Nigeria has cleared the way for up to 1,500 troops to be sent to Sudan's troubled Darfur region.
Nigerian troops have been cleared for Darfur
The senate voted to approve President Olusegun Obasanjo's plans for a peacekeeping force.
A company of up to 150 soldiers is expected to be sent to guard ceasefire monitors.
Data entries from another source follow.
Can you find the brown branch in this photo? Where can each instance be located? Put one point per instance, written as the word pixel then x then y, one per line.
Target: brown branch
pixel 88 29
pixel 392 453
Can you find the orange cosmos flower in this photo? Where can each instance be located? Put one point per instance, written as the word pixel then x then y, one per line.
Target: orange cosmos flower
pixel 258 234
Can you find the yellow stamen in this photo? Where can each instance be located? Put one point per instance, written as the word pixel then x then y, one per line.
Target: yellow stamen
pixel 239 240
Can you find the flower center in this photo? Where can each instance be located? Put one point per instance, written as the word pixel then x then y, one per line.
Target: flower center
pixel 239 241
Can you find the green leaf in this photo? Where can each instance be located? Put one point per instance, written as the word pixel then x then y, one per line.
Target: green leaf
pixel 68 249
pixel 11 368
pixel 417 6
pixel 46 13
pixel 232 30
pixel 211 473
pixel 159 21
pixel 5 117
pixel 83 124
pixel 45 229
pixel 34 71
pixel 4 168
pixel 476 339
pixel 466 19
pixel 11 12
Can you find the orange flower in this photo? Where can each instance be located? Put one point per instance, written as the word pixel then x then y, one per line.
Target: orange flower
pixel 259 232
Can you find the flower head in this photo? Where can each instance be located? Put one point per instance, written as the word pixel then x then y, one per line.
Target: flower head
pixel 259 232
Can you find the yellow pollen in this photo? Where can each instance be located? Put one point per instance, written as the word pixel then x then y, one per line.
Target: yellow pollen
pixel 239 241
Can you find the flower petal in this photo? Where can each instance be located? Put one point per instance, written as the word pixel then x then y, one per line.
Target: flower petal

Two further battalions of 770 men could be despatched later.
About a million black Africans have left their homes in Darfur, fleeing pro-government Arab militias.
The initial deployment of Nigerian troops will make up a force of 300 African Union (AU) troops, joining the 150 Rwandan soldiers already in Darfur.
The AU is considering whether to expand the force to 1,800 soldiers, though Sudan has not yet accepted this.
AU-sponsored peace talks are due to begin on Monday in Nigeria, between the Sudanese government
and two black African rebel groups it has been fighting in Darfur.
Mr Obasanjo said of the senate's decision: "This is one more chance for us to show leadership and
provide hope to millions of our brothers and sisters in
There is less than two weeks until a UN Security Council deadline for Sudan to quell the violence in Darfur or face economic or diplomatic penalties.
Sudan denies backing the Arab Janjaweed militias and says the rebel groups are responsible for the crisis.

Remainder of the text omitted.